In an attempt to corner the “adaptations of books you read under the covers of a bunk bed while listening to Color Me Badd” market, Netflix is in the midst of releasing an entire trilogy of Fear Street movies. Based on the popular R.L. Stine series of horror novels for young adults from the ‘80s and ‘90s, the first entry, Fear Street Part 1: 1994, featured a band of teens defending themselves from a horde of necromanced baddies while listening to songs that in no way existed in 1994.

While Fear Street Part 2: 1978 dropped today and Fear Street Part 3: 1666 hits next week.

Amazingly, this pillar of horror nostalgia was borne purely out of good old-fashioned spite. According to Stine, it wasn’t actually his idea to write a crap-ton of books about evil stepsisters or denim-clad ghosts or a mysterious cult that wants to murder undercover FBI parents (spoiler alert for a thirty-year-old teen paperback). In the ‘80s, Stine was busy editing a humor magazine and taking odd writing jobs such as penning the novelization for Spaceballs. According to Stine, he happened to be having lunch with an editor friend who just had a “big fight” with Christopher Pike, that other famous YA horror author. If you thought Fear Street was intense, one of Pike’s books involved teens murdering each other with strychnine-laced cocaine.

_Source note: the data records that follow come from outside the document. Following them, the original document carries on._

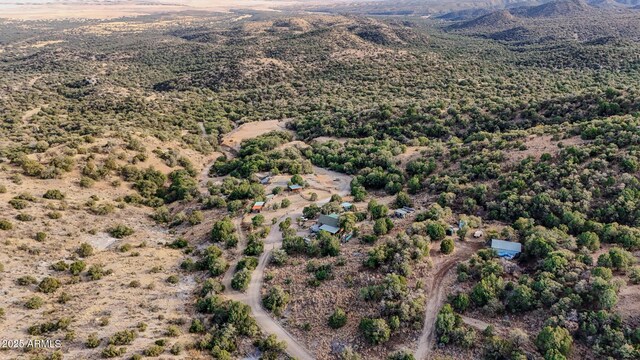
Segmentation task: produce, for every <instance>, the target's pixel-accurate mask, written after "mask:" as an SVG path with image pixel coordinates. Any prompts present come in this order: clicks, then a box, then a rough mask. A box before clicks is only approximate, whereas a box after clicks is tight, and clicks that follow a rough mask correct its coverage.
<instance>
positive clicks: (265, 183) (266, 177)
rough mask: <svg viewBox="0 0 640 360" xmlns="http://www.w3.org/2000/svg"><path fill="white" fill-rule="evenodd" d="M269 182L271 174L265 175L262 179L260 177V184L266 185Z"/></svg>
mask: <svg viewBox="0 0 640 360" xmlns="http://www.w3.org/2000/svg"><path fill="white" fill-rule="evenodd" d="M270 182H271V176H265V177H263V178H262V179H260V184H262V185H268V184H269V183H270Z"/></svg>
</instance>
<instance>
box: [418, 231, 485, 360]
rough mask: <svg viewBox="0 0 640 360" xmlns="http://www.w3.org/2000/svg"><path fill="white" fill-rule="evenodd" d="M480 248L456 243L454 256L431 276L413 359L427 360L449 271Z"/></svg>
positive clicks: (473, 243) (466, 244)
mask: <svg viewBox="0 0 640 360" xmlns="http://www.w3.org/2000/svg"><path fill="white" fill-rule="evenodd" d="M481 247H482V243H479V242H470V241H467V242H462V243H460V242H459V243H457V248H456V251H455V252H454V254H453V255H452V256H451V257H450V258H449V259H446V260H445V261H444V262H443V263H442V264H441V265H440V266H439V269H438V271H437V272H436V273H435V274H434V275H433V278H432V279H431V284H430V286H429V299H428V300H427V305H426V307H425V308H426V309H425V316H424V325H423V328H422V334H421V335H420V340H419V341H418V348H417V349H416V352H415V358H416V359H418V360H423V359H429V355H430V354H431V350H432V346H433V343H434V341H435V335H436V333H435V324H436V317H437V316H438V311H439V310H440V307H442V304H443V303H444V299H445V296H446V294H447V286H446V281H445V280H449V279H450V277H449V275H450V273H451V270H452V269H453V268H454V267H455V266H456V265H457V264H458V263H459V262H461V261H464V260H466V259H468V258H469V256H471V254H473V253H474V252H475V251H476V250H478V249H479V248H481Z"/></svg>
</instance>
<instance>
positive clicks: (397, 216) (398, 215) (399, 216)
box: [393, 209, 408, 219]
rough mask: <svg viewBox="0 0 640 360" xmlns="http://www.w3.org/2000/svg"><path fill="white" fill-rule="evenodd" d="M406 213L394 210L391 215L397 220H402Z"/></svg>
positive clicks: (405, 215)
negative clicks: (394, 217) (393, 216)
mask: <svg viewBox="0 0 640 360" xmlns="http://www.w3.org/2000/svg"><path fill="white" fill-rule="evenodd" d="M407 214H408V212H407V211H406V210H404V209H396V210H395V211H394V212H393V215H394V216H395V217H397V218H400V219H404V218H405V217H406V216H407Z"/></svg>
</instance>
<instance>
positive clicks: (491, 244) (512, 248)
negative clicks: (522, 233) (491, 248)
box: [491, 239, 522, 259]
mask: <svg viewBox="0 0 640 360" xmlns="http://www.w3.org/2000/svg"><path fill="white" fill-rule="evenodd" d="M491 248H492V249H494V250H495V251H496V252H497V253H498V256H499V257H501V258H505V259H513V258H515V257H516V256H518V255H520V253H521V252H522V244H520V243H517V242H513V241H505V240H498V239H491Z"/></svg>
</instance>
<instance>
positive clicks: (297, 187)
mask: <svg viewBox="0 0 640 360" xmlns="http://www.w3.org/2000/svg"><path fill="white" fill-rule="evenodd" d="M300 190H302V185H298V184H292V185H289V191H291V192H299V191H300Z"/></svg>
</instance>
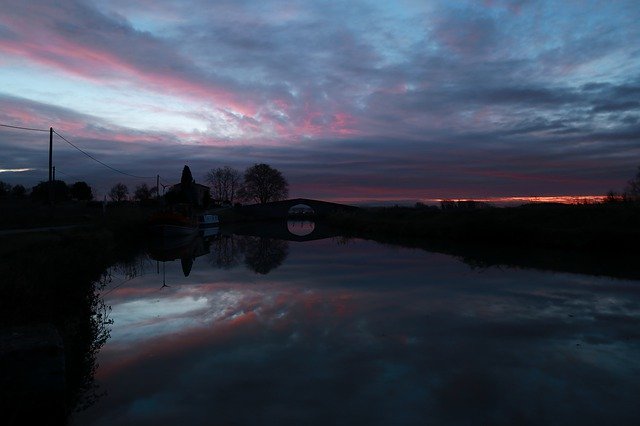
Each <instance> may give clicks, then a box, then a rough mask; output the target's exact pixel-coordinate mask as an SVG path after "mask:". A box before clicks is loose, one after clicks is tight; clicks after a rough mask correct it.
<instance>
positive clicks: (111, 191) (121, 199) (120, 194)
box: [109, 182, 129, 202]
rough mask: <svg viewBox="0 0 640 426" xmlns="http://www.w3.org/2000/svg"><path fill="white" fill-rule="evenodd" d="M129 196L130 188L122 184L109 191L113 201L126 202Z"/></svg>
mask: <svg viewBox="0 0 640 426" xmlns="http://www.w3.org/2000/svg"><path fill="white" fill-rule="evenodd" d="M128 195H129V188H127V185H125V184H124V183H120V182H118V183H116V184H115V185H113V187H111V190H110V191H109V198H111V201H118V202H120V201H124V200H126V199H127V196H128Z"/></svg>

Fed up with Pike for some reason and refusing to ever work with him again, the editor suggested that R.L. Stine should write some teen horror books for her instead, even giving him the title for his first scary story, Blind Date. That tale became part of the Point Horror series that paved the way for Fear Street just a few years later. It feels like a phony scene written for an R.L. Stine biopic, but he really had his career path handed to him at a random meal. Don’t feel too bad for Christopher Pike, though; he, too, is getting his own Netflix series. Hopefully, this trend will inspire Disney to make a big-budget adaptation of those Star Wars books where teens battle cannibal swamp monsters alongside Boba Fett.